AFAIK we do not as the way in which the steps are written we always set an instance type in the install-config.yaml

mtulio commented 4 hours ago

@mtulio that perm is not required in the non-edge case and we just display a warning that we could not find a preferred instance type.

@r4f4 I am interpreting this warning (which, imo, might be interpreted as failed in certain situations like CP or worker nodes' pool to prevent later failure) as required permission for control plane and worker pools. The installer will always call getInstanceTypeZoneInfo() when no instance type is set in the pool (master, worker), as this is the default path for IPI, right? Am I missing some bit? do we have an CI test with this scenario (default install, without setting custom instances)?

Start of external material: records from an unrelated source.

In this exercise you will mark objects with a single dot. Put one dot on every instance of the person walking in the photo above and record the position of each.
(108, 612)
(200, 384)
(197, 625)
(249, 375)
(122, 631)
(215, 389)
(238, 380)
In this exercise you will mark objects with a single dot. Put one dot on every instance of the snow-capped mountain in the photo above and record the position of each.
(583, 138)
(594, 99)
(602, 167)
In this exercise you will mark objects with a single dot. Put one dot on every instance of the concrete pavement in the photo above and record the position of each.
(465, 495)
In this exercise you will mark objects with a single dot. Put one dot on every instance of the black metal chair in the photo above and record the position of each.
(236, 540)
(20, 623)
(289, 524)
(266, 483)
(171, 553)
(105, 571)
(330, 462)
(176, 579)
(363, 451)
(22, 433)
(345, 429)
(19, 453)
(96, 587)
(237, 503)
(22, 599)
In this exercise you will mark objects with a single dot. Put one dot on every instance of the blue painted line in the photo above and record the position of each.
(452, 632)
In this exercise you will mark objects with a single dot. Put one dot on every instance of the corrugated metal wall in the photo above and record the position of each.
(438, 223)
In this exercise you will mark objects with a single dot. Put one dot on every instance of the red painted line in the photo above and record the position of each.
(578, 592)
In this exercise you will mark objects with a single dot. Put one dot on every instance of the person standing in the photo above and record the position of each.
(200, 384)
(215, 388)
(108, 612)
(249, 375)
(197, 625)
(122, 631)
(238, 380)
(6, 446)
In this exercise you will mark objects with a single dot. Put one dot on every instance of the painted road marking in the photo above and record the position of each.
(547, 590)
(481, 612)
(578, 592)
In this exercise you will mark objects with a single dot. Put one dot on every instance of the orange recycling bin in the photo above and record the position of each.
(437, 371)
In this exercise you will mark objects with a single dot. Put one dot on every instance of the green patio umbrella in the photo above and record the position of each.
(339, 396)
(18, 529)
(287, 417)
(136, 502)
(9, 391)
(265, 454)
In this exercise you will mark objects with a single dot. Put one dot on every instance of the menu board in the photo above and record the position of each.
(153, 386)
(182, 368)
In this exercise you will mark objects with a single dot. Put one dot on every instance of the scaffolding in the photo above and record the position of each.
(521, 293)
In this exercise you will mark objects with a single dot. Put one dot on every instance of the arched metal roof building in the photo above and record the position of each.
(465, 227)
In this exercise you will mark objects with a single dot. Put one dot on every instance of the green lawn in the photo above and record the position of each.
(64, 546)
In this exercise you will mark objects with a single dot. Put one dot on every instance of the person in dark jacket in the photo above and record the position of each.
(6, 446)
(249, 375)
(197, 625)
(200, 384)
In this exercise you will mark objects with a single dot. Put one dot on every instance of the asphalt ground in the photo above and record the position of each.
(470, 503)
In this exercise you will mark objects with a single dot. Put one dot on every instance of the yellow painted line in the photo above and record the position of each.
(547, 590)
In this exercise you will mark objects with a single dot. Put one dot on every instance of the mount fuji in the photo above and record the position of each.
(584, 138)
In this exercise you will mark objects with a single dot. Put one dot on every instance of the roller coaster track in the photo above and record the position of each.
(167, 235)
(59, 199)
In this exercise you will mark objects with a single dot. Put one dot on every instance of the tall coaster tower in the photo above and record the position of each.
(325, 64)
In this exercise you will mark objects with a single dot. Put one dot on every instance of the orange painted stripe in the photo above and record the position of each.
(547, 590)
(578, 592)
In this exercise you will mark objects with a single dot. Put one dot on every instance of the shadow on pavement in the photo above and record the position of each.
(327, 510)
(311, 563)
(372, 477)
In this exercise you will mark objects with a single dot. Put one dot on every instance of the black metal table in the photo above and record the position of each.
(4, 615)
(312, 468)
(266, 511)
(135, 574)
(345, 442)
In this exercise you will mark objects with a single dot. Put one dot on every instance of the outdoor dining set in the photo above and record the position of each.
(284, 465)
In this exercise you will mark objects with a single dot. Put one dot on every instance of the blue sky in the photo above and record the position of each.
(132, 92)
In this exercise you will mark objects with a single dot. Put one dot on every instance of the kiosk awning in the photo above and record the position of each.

It's not required, it's optional. If this call fails, we proceed with the hardcoded default instance types in the installer master, worker

my interpretation of this is required as, afaik, we don't expect the default path to fail :)

Furthermore, this function has been introduced long time ago, even before edge zones, to get the best instance in mostly regions, still covering regions that takes time to rolls up new gen of instances by AWS. For example, m6i.xlarge took some time to be available in eu-west-2 - where it supported only 5th Generation. Should the mostly users be penalty by getting more expensive, and slower instance types of mostly regions when some regions does not support it?

r4f4 commented 4 hours ago

@mtulio that perm is not required in the non-edge case and we just display a warning that we could not find a preferred instance type.

@r4f4 I am interpreting this warning (which, imo, might be interpreted as failed in certain situations like CP or worker nodes' pool to prevent later failure) as required permission for control plane and worker pools. The installer will always call getInstanceTypeZoneInfo() when no instance type is set in the pool (master, worker), as this is the default path for IPI, right? Am I missing some bit? do we have an CI test with this scenario (default install, without setting custom instances)?

It's not required, it's optional. If this call fails, we proceed with the hardcoded default instance types in the installer master, worker

my interpretation of this is required as, afaik, we don't expect the default path to fail :)

If we want it to be required, we have to remove the warning and actually fail the install. But that's not the case today and the warning was a design choice to make the permission optional.